Among the most important aurora borealis instruments are the EISCAT Radar, the SPEAR Radar and the optical Kjell Henriksen Observatory, which are all located in Svalbard. The latter is run by the Arctic Geophysics Group at UNIS.

The Svalbard archipelago is located right below the point where the Earth’s magnetic fields converge, and where the electric particles from space enter the atmosphere.

“It has been known for a long time how the aurora borealis evolves. There are, however, a number of unknowns when you look at the processes behind the lights, both when it comes to basic and applied research,” says Lorentzen.

Using space as a lab

This combination of basic and applied research is at the heart of BCSS. The basic research component is about understanding the physical processes in the ionised gas, which is known as plasma.

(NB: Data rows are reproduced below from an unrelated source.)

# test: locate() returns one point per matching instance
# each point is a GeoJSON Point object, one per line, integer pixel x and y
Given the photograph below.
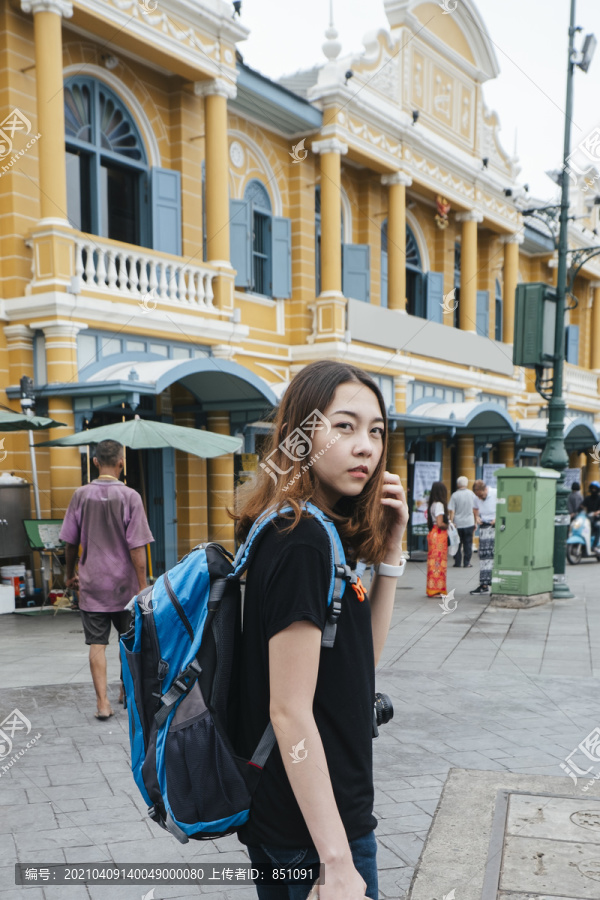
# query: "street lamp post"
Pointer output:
{"type": "Point", "coordinates": [555, 454]}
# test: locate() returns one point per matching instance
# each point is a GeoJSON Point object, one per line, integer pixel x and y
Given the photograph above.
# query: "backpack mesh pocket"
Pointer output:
{"type": "Point", "coordinates": [204, 783]}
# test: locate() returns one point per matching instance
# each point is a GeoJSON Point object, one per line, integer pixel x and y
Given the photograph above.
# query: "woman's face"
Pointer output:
{"type": "Point", "coordinates": [346, 457]}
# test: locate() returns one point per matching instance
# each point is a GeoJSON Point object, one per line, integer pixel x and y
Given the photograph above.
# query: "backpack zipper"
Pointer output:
{"type": "Point", "coordinates": [178, 608]}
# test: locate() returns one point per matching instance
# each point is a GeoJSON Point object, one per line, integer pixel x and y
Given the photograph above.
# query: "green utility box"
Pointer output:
{"type": "Point", "coordinates": [535, 323]}
{"type": "Point", "coordinates": [524, 548]}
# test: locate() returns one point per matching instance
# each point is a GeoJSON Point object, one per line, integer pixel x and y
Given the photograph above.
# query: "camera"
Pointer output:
{"type": "Point", "coordinates": [383, 711]}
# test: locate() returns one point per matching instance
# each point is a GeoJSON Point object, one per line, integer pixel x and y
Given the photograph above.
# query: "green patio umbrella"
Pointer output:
{"type": "Point", "coordinates": [13, 421]}
{"type": "Point", "coordinates": [144, 434]}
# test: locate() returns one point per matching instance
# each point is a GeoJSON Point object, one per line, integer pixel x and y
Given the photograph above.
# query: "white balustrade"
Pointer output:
{"type": "Point", "coordinates": [139, 274]}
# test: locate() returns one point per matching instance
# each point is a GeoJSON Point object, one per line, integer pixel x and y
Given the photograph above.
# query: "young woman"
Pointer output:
{"type": "Point", "coordinates": [314, 800]}
{"type": "Point", "coordinates": [437, 540]}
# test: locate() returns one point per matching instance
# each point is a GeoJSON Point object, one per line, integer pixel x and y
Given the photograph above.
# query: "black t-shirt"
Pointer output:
{"type": "Point", "coordinates": [288, 581]}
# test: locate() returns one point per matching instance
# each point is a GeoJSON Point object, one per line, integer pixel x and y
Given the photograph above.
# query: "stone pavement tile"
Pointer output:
{"type": "Point", "coordinates": [83, 773]}
{"type": "Point", "coordinates": [404, 824]}
{"type": "Point", "coordinates": [43, 841]}
{"type": "Point", "coordinates": [124, 813]}
{"type": "Point", "coordinates": [428, 806]}
{"type": "Point", "coordinates": [403, 849]}
{"type": "Point", "coordinates": [11, 796]}
{"type": "Point", "coordinates": [17, 818]}
{"type": "Point", "coordinates": [393, 883]}
{"type": "Point", "coordinates": [57, 793]}
{"type": "Point", "coordinates": [92, 854]}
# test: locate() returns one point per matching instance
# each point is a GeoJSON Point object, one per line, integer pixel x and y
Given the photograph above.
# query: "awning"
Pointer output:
{"type": "Point", "coordinates": [216, 383]}
{"type": "Point", "coordinates": [579, 433]}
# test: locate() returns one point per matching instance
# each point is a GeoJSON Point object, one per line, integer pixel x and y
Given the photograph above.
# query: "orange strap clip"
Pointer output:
{"type": "Point", "coordinates": [359, 588]}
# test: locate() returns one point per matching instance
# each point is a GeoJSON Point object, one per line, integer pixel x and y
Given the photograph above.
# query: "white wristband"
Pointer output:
{"type": "Point", "coordinates": [391, 571]}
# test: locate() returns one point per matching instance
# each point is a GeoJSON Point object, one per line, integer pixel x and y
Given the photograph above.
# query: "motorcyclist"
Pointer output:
{"type": "Point", "coordinates": [591, 504]}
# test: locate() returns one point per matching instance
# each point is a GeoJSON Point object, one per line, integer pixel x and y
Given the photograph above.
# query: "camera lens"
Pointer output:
{"type": "Point", "coordinates": [384, 711]}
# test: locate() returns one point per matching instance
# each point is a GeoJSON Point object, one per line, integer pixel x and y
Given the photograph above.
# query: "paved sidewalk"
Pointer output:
{"type": "Point", "coordinates": [478, 688]}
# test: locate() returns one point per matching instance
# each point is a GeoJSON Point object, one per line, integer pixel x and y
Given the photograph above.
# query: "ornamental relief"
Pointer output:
{"type": "Point", "coordinates": [445, 179]}
{"type": "Point", "coordinates": [158, 20]}
{"type": "Point", "coordinates": [439, 91]}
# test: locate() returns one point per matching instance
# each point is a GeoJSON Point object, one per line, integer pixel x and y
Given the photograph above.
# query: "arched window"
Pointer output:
{"type": "Point", "coordinates": [107, 167]}
{"type": "Point", "coordinates": [258, 198]}
{"type": "Point", "coordinates": [498, 305]}
{"type": "Point", "coordinates": [415, 286]}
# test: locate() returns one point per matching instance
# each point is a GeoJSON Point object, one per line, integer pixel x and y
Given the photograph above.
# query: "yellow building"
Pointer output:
{"type": "Point", "coordinates": [180, 235]}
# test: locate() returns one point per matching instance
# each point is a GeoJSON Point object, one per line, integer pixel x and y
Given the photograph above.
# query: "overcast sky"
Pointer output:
{"type": "Point", "coordinates": [530, 39]}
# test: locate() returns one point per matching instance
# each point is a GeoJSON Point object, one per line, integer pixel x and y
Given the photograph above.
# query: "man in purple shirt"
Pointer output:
{"type": "Point", "coordinates": [107, 518]}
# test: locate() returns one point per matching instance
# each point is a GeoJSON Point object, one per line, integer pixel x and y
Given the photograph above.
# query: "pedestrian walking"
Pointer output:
{"type": "Point", "coordinates": [485, 516]}
{"type": "Point", "coordinates": [107, 519]}
{"type": "Point", "coordinates": [461, 511]}
{"type": "Point", "coordinates": [437, 540]}
{"type": "Point", "coordinates": [314, 800]}
{"type": "Point", "coordinates": [575, 499]}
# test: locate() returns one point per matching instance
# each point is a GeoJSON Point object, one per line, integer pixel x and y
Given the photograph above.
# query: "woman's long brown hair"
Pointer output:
{"type": "Point", "coordinates": [362, 521]}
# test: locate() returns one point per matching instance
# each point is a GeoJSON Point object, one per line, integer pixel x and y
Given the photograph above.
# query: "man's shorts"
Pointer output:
{"type": "Point", "coordinates": [96, 625]}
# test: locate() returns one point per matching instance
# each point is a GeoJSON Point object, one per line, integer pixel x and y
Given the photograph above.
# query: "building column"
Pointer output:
{"type": "Point", "coordinates": [329, 310]}
{"type": "Point", "coordinates": [506, 453]}
{"type": "Point", "coordinates": [595, 330]}
{"type": "Point", "coordinates": [511, 276]}
{"type": "Point", "coordinates": [19, 345]}
{"type": "Point", "coordinates": [47, 29]}
{"type": "Point", "coordinates": [467, 309]}
{"type": "Point", "coordinates": [397, 184]}
{"type": "Point", "coordinates": [216, 93]}
{"type": "Point", "coordinates": [220, 494]}
{"type": "Point", "coordinates": [466, 457]}
{"type": "Point", "coordinates": [191, 488]}
{"type": "Point", "coordinates": [61, 368]}
{"type": "Point", "coordinates": [331, 151]}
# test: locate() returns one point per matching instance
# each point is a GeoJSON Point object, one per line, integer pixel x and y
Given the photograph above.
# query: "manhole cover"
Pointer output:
{"type": "Point", "coordinates": [586, 819]}
{"type": "Point", "coordinates": [590, 868]}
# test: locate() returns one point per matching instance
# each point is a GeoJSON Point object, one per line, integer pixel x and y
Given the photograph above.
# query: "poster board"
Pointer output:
{"type": "Point", "coordinates": [424, 475]}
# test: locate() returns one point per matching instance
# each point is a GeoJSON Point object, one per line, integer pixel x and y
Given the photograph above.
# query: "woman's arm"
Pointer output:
{"type": "Point", "coordinates": [293, 668]}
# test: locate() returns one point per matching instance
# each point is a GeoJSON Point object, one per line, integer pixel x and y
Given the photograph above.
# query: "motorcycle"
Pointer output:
{"type": "Point", "coordinates": [580, 544]}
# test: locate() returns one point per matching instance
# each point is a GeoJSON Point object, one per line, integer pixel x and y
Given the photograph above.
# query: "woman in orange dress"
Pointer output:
{"type": "Point", "coordinates": [437, 540]}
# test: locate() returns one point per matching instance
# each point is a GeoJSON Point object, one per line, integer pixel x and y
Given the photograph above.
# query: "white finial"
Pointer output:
{"type": "Point", "coordinates": [331, 48]}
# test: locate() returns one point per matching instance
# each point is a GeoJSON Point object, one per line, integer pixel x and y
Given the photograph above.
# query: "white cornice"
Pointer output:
{"type": "Point", "coordinates": [396, 178]}
{"type": "Point", "coordinates": [330, 145]}
{"type": "Point", "coordinates": [44, 309]}
{"type": "Point", "coordinates": [216, 87]}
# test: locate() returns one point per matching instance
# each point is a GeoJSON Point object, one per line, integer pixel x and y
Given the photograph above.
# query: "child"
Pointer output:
{"type": "Point", "coordinates": [314, 800]}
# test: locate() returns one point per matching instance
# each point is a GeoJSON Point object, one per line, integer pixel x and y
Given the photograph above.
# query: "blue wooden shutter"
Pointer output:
{"type": "Point", "coordinates": [282, 257]}
{"type": "Point", "coordinates": [169, 509]}
{"type": "Point", "coordinates": [356, 272]}
{"type": "Point", "coordinates": [482, 325]}
{"type": "Point", "coordinates": [383, 281]}
{"type": "Point", "coordinates": [166, 210]}
{"type": "Point", "coordinates": [434, 296]}
{"type": "Point", "coordinates": [572, 344]}
{"type": "Point", "coordinates": [240, 235]}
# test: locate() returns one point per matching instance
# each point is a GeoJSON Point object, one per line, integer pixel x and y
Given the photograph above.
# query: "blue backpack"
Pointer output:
{"type": "Point", "coordinates": [181, 676]}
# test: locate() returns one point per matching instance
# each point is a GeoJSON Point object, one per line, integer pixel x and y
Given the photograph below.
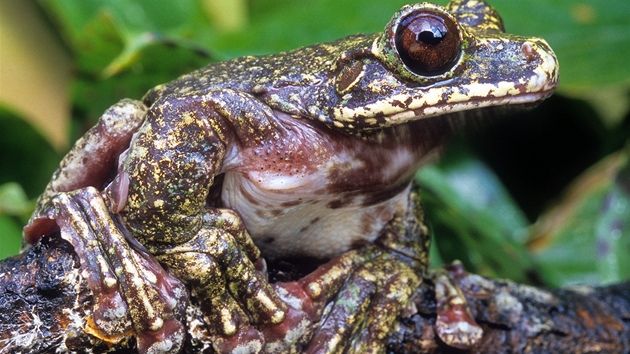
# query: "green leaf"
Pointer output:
{"type": "Point", "coordinates": [13, 200]}
{"type": "Point", "coordinates": [473, 217]}
{"type": "Point", "coordinates": [590, 37]}
{"type": "Point", "coordinates": [585, 237]}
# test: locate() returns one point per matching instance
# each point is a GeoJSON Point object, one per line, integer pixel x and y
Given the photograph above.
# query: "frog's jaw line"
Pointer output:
{"type": "Point", "coordinates": [432, 111]}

Around 95 per cent of the known cosmos consists of plasma.

“As researchers we have a unique laboratory right above our heads. Space! Where a number of processes can be studied,” says Lorentzen. “Curiosity is the main motivator for doing basic research.”

The signals between Earth and the communication satellites are transmitted through the plasma in the ionosphere.

“We have seen how some of these signals are interrupted by the atmosphere, and want to attain a better understanding of these disturbances

This is part of the applied research that we do,” Lorentzen explains.

“The aurora borealis is visibleevidence of the numerous electric processes taking place in the upper atmosphere. One of our main interests is to understand the processes before the light becomes visible.”

Hunting for gamma ray blasts

But the electric currents in space are not only influenced by the particle showers hitting Earth.

“On Earth, lightning strikes about 45 times a second, i.e. several million times a day. Satellite pictures show how gamma ray blasts, or GRBs, occur in thunderstorms,” says Nikolai
Østgaard. “ The GRBs are electrically charged particles that travel with the speed of light and in any direction in lightning and thunder.”

In 2010, ten years of raw data of GRBs from the satellite Rhessi were made available. UiB’s Department of Physics and Technology developed a search algorithm which performed better than the algorithms used by the satellite’s owner.

The department found more than twice as many GRBs as were originally reported. Since then, the researchers at BCSS have developed a measuring device that is state of the art to improve the reading of GRBs.

BCSS is involved in designing and building a large X- and gammaray detector to be launched to the International Space Station (ISS) in May 2016. According to Østgaard, the
European Space Agency (ESA) has recently approved the ground model of this instrument, and the group is now building the flight model.

“Lightning discharges function like a battery and create electric fields around Earth. It is, however, little known about what happens when GRBs from Earth or electric particles from space cross through the atmosphere,” says Østgaard. “We move into an electric field and are hit by particles at the speed of light, but without really knowing what the implications of this action are.”

Climate change 

One of the hypotheses the BCSS researchers are working on is that particles which seep into the atmosphere influence the chemical composition
of Earth’s weather systems.

“For example, some studies have implied that cosmic radiation makes clouds thicker. This is, however, a very controversial hypothesis,” according to Østgaard.

The energy-rich particles and GRBs crossing the atmosphere may influence the weather locally around the geographical poles, and may thus be of interest for climate scientists as well.

“I want to be careful before stating without doubt that this influences the climate. There are, however, many unknowns in the relationship between space and climate change.

And as long as this has not been researched, we cannot say anything without reasonable doubt,” says Nikolai Østgaard.